Elasticity of the US Federal Personal Income Tax 1960 - 2015

The elasticity of a tax system is of interest as a proxy for progressivity, and also as a key parameter to estimate the response of tax revenues to changes in income. TAXSIM is an ideal way to calculate that elasticity, since tax liability can be calculated from a sample of actual tax returns, and then again after increasing all the incomes and deductions by 1%.

In these tables all dollar amounts are increased by an equal percentage, income and deduction amounts. See here for tables where deductions are unaffected.

Real Bracket Creep

Some time ago I was asked if I had any ideas about the causes of the inceased share of income tax revenues in GDP from 1995 to 2000, and my answer was that the I thought that the increase in real incomes probably explained a substantial part of it. Here is a simple analysis, which suggests that real income growth accounts for about a quarter of the increase through real bracket creep.

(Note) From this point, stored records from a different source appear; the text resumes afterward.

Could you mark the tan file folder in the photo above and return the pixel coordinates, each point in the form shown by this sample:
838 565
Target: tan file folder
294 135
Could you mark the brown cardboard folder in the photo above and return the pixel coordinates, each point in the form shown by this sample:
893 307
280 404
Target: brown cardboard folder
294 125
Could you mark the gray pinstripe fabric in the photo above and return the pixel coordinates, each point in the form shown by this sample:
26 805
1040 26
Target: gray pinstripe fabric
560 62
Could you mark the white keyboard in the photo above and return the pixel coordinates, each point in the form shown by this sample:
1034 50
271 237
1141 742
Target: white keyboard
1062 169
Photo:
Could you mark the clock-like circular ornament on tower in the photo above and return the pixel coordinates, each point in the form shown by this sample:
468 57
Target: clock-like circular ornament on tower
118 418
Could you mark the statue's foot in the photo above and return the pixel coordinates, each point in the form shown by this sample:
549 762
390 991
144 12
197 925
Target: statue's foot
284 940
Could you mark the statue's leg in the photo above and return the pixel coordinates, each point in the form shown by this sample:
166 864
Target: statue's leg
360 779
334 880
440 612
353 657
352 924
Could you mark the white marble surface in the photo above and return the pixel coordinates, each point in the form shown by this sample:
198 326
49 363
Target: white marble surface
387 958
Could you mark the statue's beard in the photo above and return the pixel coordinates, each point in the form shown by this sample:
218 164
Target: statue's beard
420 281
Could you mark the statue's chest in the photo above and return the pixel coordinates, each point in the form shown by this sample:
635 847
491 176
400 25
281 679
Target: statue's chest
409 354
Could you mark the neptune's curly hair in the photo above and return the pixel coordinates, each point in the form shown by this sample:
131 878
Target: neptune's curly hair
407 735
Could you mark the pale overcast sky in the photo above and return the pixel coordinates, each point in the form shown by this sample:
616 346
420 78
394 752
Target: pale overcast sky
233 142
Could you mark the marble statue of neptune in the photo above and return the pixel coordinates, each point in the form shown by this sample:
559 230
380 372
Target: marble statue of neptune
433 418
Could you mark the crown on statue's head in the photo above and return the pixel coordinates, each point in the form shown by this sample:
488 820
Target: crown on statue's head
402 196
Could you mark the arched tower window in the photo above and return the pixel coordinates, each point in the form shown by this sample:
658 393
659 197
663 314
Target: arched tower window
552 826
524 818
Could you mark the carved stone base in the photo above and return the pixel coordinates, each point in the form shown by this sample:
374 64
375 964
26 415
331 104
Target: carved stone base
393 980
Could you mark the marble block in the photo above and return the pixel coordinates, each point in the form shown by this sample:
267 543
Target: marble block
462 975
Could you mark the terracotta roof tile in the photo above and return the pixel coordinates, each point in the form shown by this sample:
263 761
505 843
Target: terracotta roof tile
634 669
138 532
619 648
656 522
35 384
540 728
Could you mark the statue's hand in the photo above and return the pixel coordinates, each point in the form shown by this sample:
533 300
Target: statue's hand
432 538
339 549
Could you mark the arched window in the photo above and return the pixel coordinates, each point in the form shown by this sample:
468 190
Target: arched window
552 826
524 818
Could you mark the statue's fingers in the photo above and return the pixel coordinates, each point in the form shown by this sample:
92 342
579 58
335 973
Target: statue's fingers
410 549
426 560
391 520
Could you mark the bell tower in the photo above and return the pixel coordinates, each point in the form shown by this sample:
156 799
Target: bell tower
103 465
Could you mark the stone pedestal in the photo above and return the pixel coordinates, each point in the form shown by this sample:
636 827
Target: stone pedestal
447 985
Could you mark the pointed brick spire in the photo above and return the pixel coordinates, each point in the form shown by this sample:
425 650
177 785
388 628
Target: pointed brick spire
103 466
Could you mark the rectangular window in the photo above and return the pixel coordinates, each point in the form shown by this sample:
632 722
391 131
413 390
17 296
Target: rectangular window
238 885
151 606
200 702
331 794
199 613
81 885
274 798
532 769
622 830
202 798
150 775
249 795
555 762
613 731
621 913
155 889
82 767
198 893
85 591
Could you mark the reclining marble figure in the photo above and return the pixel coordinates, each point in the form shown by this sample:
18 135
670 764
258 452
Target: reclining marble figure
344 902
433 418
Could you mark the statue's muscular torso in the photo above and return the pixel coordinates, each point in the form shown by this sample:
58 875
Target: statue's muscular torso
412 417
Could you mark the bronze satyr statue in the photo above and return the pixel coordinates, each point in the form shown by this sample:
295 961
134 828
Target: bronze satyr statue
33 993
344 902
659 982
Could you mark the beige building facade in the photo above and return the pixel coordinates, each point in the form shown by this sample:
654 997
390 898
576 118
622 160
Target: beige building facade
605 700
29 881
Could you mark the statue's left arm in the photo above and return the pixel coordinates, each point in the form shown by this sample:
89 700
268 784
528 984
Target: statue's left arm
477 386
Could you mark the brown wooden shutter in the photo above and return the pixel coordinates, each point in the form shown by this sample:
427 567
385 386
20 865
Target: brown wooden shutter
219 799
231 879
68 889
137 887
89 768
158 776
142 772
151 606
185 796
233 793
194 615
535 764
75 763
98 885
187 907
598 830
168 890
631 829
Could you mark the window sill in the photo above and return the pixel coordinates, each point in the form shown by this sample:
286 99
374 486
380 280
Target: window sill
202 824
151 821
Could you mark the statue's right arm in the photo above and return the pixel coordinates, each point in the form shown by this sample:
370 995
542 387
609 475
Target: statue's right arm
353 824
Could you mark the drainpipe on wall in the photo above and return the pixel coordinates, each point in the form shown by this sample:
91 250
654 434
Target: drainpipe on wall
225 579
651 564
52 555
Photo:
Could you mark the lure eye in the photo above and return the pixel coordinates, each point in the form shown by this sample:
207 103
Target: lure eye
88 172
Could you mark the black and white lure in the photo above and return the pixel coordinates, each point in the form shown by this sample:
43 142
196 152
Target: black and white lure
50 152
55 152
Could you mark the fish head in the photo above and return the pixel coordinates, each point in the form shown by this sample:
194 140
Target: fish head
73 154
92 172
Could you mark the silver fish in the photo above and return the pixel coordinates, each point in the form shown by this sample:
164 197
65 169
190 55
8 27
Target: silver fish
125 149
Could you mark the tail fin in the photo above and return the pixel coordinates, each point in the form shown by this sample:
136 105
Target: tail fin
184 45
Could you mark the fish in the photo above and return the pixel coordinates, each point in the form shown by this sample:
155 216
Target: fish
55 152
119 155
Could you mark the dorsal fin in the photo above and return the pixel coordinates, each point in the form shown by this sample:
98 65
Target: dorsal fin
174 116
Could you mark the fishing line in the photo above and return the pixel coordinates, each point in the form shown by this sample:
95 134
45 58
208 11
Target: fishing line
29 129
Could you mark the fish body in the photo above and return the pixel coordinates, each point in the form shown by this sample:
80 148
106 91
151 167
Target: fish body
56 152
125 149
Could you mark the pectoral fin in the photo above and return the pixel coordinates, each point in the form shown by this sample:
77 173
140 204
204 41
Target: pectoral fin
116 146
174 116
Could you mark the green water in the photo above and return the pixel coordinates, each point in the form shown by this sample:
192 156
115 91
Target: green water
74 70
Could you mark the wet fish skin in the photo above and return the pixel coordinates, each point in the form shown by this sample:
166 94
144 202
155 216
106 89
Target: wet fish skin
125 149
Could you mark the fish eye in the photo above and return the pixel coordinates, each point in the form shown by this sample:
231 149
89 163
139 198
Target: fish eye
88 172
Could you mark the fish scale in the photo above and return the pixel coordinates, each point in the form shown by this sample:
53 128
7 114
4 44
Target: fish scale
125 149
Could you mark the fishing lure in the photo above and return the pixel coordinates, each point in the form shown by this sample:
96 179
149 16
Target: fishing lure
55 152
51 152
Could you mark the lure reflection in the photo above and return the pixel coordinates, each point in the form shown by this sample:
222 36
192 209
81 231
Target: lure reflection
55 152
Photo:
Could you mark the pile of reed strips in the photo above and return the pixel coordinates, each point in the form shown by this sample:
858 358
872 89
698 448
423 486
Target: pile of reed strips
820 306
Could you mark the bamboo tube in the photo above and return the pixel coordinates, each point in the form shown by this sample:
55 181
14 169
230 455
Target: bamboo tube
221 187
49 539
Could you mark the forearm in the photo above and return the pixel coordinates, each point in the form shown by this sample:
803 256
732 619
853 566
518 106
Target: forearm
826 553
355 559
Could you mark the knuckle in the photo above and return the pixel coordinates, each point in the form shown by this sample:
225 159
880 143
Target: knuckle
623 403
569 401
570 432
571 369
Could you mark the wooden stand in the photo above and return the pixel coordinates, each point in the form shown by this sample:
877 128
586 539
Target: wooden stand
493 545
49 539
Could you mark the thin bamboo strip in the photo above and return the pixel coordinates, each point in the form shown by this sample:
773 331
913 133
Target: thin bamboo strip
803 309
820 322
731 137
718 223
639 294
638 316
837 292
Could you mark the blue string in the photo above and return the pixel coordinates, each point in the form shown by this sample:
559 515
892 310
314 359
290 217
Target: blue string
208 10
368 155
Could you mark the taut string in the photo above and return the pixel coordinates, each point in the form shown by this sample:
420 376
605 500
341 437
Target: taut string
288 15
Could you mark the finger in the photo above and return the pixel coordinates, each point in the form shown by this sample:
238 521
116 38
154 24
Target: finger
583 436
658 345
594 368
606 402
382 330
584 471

Here is the basic calculation for the change in share:

Assume a 16% increase in real GDP from 1995 to 2000. Then real GDP/taxpayer might incrase by 11%, allowing for 1%/year return growth. According to the elasticity formula, the tax liability in GDP will be expected to grow by 1.66 (a number from an earlier version of this table) times the growth in real per taxpayer income. This means the revenue grows by 18%, or 6% more than income growth. So the 8.12% share of liability in GDP for 1995 would be expected to increase to 1.06*8.12 or 8.6%. This accounts for a quarter of the distance from the 1995 share to the 10.2% estimate that I see mentioned in the CBO budget outlook for the share of individual income taxes in GDP for FY 2000.